I’m reminded of Pastor John’s recent recommendation that we take a moment to think about five things that we are grateful for.
What was on your list? For some folks, once you get started, the list keeps growing as we take inventory of our blessings – the people, the opportunities, the health, the happiness we have. For others, it may be difficult to fill it in. Maybe that is a cue to ask God to help you out. Consider through Jesus, we have a direct connection to the Lord. That alone is something to be grateful for.
If you have trouble looking through the pain to offer praise and thanksgiving, please reach out to someone in your church family – I promise we will try to reflect God’s Love to you. You are not alone. And that is worth putting on the list.
And how’s this for a starter list….
1. If you are reading this, you can see, and that’s a blessing for the list
2. If you are processing this, you have an intellect, and that’s a blessing for the list.
3. If you can scroll down this article, you have working hands, another blessing for the list
4. You are on a computer – a blessing for the list
5. And you know how to use one – that’s a blessing.
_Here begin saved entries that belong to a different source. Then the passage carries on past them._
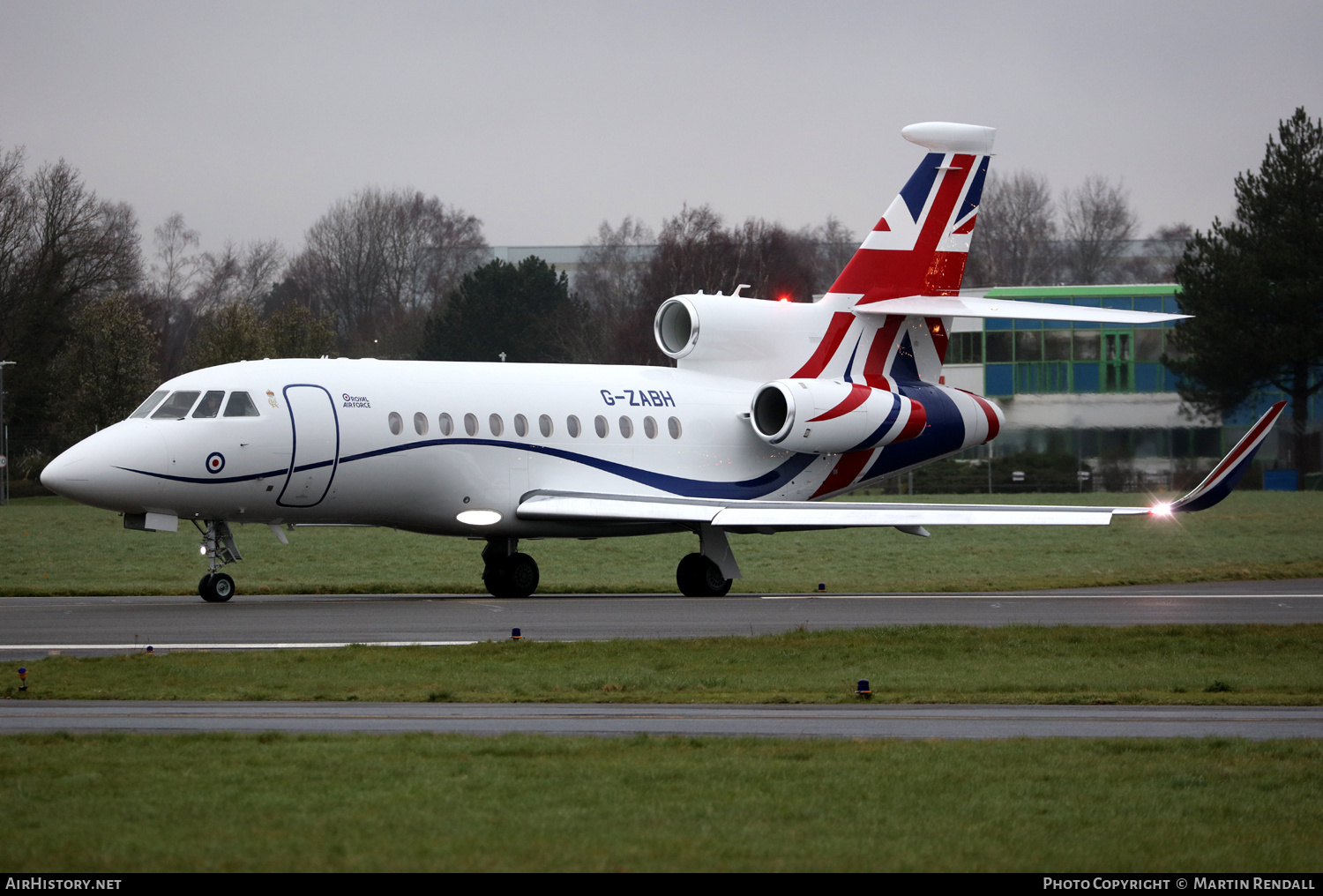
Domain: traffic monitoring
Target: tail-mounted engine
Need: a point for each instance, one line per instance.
(833, 415)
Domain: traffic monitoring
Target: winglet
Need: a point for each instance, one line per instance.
(1225, 475)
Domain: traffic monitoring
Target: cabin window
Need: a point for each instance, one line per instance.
(241, 405)
(209, 405)
(176, 407)
(146, 407)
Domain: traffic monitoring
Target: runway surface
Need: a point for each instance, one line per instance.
(32, 628)
(902, 721)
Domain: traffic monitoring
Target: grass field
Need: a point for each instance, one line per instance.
(423, 803)
(1155, 665)
(50, 546)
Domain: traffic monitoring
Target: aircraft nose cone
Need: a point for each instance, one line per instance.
(98, 470)
(65, 473)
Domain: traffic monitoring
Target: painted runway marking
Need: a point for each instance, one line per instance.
(1011, 597)
(246, 646)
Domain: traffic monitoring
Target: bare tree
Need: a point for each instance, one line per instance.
(835, 246)
(106, 367)
(380, 261)
(1013, 241)
(1163, 249)
(1097, 222)
(60, 246)
(240, 274)
(609, 280)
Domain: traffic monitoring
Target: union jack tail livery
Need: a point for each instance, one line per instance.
(920, 245)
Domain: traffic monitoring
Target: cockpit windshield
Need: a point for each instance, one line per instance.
(176, 407)
(209, 405)
(241, 405)
(146, 407)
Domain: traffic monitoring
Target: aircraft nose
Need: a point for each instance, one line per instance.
(98, 470)
(66, 472)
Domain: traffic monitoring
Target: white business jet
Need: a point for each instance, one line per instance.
(770, 407)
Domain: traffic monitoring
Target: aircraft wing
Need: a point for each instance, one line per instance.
(781, 517)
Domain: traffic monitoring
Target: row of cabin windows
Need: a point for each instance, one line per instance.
(497, 426)
(180, 402)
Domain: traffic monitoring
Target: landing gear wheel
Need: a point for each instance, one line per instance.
(216, 588)
(512, 576)
(700, 578)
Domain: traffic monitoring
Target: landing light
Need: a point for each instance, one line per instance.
(479, 518)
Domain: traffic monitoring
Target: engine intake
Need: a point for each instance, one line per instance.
(833, 415)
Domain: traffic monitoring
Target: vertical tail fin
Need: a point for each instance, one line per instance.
(920, 245)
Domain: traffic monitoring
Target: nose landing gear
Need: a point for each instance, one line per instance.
(505, 572)
(220, 549)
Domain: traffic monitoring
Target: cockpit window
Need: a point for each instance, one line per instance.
(176, 407)
(146, 407)
(240, 405)
(209, 405)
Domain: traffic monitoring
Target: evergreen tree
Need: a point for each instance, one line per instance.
(520, 310)
(1256, 287)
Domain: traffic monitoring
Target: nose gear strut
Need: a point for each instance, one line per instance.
(220, 549)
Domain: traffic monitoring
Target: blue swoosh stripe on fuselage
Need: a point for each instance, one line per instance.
(745, 489)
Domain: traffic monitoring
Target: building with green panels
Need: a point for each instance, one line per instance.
(1095, 391)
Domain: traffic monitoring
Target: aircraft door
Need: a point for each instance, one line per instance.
(317, 444)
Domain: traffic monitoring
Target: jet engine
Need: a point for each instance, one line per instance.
(833, 415)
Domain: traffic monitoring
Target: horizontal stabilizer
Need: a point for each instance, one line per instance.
(960, 306)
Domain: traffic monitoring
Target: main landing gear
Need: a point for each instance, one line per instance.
(505, 572)
(711, 572)
(220, 549)
(700, 578)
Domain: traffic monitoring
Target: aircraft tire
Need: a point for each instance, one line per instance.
(216, 588)
(511, 578)
(700, 578)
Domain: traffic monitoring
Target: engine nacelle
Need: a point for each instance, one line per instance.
(833, 415)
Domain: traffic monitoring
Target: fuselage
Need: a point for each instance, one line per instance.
(421, 444)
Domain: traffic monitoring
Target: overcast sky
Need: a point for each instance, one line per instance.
(545, 118)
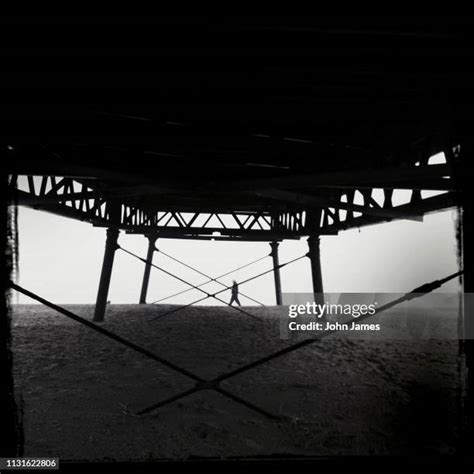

Wow we’re at five, and we haven’t even scratched the surface of what God has given us individually, even with all the challenges – health, financial, loneliness, loss of family, grief – we all face at one time or another. What if you are drinking a cup of tea right now? You likely have a kitchen. That’s a blessing. I have a friend who doesn’t. He and his family have to use plug ins to cook with.
For folks grieving those who’ve died, there is a reason God continues giving us life. That is worth giving thanks for. We must have a purpose for God. Sad is the one who feels useless, without purpose. If we have a pulse, we have a purpose. That’s something to be grateful for. Giving thanks is a way to ask God what it is, and how can we serve Him, help others.
John’s list reminded me of a Thanksgiving sermon I heard several years ago. The minister talked about writing ‘thank you notes.’ It is almost a lost art that few of us try to keep alive. As an aside, we might want to revitalize the practice. She noted there is something powerfully instructive writing about a gift we have just received – focusing on the giver as well as the gift. Perhaps that is another reason God wants us to give thanks; to remember the Giver as well as the gifts. That said, I wonder if we might not want to send a thank you note to God for His amazing gift to us – His only Son. Come to think of it, how we reflect His love is probably the best way to thank God. But I digress.